Que Dieu soit mis en croix, l’Amour l’a inventé !
Au centre du récit de la Passion, il y a le personnage de Jésus : lui-même parle peu, mais il est entouré d’une foule de gens divers : disciples, grand prêtre, scribes, anciens, Pilate, soldats romains, tous ces gens qui l’ont acclamé à son entrée à Jérusalem et qui demandent sa mise à mort, les saintes femmes, les deux condamnés… Jésus, silencieux, est au centre de tout et de tous. On lui reproche son silence à plusieurs reprises. Tout le monde parle, crie, interroge, s’agite autour de lui. Le monde gravite autour d’un Jésus dont le silence déconcerte. Il se laisse livrer, arrêter, juger, condamner, crucifier : « Je ne me suis pas révolté, je ne me suis pas dérobé. J’ai présenté mon dos à ceux qui me frappaient… Je n’ai pas protégé mon visage des outrages et des crachats… » (Is 50,6).

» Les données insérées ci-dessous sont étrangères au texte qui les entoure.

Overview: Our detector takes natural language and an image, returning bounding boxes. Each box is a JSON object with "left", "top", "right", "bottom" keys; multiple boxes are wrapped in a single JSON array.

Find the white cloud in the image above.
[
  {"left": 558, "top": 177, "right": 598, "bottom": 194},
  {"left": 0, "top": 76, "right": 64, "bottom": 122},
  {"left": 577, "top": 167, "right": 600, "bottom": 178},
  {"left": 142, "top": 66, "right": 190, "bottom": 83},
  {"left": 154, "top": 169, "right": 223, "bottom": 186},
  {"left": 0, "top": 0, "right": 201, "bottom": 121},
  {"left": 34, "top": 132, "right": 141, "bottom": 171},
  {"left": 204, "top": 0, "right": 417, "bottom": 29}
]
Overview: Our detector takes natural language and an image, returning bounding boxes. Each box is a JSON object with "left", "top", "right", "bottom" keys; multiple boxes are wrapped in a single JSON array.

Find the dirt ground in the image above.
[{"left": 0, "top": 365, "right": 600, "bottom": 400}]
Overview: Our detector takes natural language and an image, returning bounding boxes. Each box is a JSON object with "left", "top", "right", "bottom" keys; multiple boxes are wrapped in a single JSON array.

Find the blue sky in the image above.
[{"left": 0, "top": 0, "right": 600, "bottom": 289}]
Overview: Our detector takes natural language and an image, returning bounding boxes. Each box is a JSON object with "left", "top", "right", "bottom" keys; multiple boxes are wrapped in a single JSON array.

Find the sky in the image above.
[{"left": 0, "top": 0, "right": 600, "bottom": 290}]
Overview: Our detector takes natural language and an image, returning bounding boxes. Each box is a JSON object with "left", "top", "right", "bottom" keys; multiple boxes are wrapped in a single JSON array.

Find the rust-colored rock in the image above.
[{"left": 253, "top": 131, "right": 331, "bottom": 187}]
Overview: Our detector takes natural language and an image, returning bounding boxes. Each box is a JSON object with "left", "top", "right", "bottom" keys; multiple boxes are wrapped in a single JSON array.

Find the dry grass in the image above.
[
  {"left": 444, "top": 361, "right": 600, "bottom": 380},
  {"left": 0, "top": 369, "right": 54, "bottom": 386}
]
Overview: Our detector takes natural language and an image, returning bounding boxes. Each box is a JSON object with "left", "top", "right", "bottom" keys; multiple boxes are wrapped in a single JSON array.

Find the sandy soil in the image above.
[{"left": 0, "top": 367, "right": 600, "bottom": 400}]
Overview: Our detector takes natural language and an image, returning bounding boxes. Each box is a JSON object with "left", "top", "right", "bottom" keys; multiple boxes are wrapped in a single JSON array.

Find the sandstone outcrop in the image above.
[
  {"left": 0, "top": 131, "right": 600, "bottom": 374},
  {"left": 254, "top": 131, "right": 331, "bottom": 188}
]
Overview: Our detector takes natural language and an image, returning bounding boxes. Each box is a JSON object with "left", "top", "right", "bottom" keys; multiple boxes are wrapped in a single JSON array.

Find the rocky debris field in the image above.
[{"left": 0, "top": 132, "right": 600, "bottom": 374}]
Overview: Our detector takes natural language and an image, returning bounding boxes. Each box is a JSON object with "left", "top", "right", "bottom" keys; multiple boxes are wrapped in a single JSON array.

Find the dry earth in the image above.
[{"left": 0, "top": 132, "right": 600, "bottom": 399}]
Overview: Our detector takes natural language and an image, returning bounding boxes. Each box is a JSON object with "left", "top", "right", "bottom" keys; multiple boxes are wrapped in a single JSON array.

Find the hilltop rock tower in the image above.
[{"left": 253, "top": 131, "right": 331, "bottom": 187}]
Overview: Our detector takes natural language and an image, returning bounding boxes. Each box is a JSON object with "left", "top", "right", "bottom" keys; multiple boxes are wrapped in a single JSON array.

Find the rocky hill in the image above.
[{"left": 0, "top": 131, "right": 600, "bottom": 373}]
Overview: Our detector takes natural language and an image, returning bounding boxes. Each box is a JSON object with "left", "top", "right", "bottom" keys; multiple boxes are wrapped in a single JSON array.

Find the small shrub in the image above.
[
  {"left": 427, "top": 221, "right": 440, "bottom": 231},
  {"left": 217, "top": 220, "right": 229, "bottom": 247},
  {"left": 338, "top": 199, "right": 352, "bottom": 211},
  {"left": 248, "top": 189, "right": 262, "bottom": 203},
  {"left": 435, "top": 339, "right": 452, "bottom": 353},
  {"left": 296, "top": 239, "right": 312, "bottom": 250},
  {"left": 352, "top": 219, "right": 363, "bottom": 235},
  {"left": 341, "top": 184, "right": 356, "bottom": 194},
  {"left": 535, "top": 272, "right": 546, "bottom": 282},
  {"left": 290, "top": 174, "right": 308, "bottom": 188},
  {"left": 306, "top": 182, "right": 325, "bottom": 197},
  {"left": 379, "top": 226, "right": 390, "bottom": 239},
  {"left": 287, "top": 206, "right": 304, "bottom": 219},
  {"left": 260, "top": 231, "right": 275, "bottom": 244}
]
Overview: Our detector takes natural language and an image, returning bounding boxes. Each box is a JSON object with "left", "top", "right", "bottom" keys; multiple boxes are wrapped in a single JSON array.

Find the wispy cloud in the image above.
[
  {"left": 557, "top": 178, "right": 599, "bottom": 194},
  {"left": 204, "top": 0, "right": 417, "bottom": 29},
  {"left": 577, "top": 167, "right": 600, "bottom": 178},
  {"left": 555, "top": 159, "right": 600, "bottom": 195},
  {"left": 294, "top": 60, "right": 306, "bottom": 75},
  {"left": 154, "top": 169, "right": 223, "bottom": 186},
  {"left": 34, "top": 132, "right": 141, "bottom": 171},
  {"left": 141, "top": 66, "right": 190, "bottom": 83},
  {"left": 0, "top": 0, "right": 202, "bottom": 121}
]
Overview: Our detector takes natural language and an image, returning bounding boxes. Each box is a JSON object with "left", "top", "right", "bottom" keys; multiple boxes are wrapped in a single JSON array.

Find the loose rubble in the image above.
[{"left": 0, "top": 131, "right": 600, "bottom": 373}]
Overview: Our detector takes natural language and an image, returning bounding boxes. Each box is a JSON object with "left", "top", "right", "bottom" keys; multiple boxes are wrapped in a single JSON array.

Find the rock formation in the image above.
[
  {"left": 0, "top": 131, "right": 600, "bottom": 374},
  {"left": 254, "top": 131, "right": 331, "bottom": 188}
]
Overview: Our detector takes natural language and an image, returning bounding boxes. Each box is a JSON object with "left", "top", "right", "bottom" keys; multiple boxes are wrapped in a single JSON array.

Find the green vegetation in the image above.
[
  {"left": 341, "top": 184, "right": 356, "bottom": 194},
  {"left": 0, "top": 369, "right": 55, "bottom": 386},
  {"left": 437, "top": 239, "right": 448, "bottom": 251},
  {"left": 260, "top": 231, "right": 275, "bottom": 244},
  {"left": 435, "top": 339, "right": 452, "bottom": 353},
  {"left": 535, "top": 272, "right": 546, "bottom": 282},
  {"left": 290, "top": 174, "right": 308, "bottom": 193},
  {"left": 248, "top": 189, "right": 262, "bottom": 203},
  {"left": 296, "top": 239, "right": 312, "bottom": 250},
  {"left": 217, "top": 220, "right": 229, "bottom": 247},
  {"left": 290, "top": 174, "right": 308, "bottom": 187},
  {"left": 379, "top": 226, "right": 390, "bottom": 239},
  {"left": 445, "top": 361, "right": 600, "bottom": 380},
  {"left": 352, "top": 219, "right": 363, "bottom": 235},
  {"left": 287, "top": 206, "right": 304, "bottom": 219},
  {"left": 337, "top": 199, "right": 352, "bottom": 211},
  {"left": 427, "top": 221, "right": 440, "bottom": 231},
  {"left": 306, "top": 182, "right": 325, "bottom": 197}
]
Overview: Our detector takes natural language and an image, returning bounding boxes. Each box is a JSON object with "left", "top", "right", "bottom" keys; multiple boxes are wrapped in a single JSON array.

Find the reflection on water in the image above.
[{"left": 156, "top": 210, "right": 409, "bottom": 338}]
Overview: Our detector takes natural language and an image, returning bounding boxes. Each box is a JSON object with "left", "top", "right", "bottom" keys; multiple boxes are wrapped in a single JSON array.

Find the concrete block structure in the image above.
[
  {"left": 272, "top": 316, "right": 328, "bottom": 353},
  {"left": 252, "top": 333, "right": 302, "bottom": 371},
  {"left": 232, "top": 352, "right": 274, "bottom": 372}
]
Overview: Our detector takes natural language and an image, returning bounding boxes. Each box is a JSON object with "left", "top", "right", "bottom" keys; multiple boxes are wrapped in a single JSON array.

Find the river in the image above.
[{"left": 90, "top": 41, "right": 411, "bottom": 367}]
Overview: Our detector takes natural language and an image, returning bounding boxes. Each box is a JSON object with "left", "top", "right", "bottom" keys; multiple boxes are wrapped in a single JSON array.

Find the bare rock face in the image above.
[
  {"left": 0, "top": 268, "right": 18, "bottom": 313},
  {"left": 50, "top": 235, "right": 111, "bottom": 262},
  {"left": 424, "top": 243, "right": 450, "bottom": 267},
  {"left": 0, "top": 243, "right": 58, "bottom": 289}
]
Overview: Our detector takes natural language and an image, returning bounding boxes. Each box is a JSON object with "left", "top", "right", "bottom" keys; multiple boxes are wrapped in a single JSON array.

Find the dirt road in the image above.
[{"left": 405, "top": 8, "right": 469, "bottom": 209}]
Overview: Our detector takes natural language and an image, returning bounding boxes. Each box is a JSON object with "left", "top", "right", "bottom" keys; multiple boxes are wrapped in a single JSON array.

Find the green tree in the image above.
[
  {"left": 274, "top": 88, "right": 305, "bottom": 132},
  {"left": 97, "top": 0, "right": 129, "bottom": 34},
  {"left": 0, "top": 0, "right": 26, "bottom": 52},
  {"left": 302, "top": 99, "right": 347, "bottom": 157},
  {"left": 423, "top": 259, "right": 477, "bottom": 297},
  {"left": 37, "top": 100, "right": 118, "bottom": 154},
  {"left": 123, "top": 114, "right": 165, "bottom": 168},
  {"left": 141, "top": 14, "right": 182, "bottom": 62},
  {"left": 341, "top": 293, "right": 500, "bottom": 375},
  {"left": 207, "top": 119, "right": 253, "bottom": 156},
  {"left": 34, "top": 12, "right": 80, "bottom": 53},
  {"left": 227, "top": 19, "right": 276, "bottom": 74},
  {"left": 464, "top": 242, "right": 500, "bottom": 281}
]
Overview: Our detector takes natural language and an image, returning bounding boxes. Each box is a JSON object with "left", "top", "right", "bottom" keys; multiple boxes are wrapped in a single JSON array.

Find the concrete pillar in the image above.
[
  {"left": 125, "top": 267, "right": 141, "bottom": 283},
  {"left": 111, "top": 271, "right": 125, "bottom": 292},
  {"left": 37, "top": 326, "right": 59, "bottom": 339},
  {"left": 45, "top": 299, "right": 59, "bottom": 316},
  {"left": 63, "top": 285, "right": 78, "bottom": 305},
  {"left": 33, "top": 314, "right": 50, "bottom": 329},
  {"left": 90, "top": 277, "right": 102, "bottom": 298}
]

Voilà un bien étrange Sauveur, « humble, monté sur une ânesse » acclamé par les foules : « Béni soit celui qui vient au nom du Seigneur ! » Étrange Sauveur qui se laisse conduire et dépouiller de tout : de ses amis, de ses vêtements, de sa propre vie, et même de sa condition divine : « Lui qui était de condition divine, il s’est dépouillé lui-même pour prendre la condition du serviteur… Il s’est abaissé lui-même jusqu’à mourir sur une croix… » (Ph 2,7-8).
Comment ne pas s’arrêter un instant pour contempler en silence cette immense humilité de Jésus qui remet tout dans le mystérieux plan de salut du Père, humilité d’un homme abandonné qui se laisse dépouiller de tout, sauf de son infinie confiance dans le Père : « Mon Père… non pas comme je veux, mais comme tu veux ; que ta volonté soit faite… » (Mt 26,39.42). L’humble silence de Jésus est habité d’une prière dense adressée au Père, jusqu’à l’ultime remise de sa vie.
Seuls les premiers mots du Psaume 21 sortent de la bouche de Jésus : « Eli, Eli, lema sabachtani ? » Toute la prière de Jésus sur la croix est silencieuse. Elle est toute intérieure : « Mon Dieu, mon Dieu, pourquoi m’as-tu abandonné ? » (Mt 27,46). Non pas un cri de désespoir, mais une prière de confiance dans la détresse ! Il prie pour chacun de nous, avec chacun de nous ! Au cœur du psaume il y a cette certitude de foi : « Tu m’as répondu ! Tu n’as pas méprisé la pauvreté du pauvre, ni caché de lui ta face, mais invoqué par lui, tu l’as écouté ! » (Ps 21,22.25).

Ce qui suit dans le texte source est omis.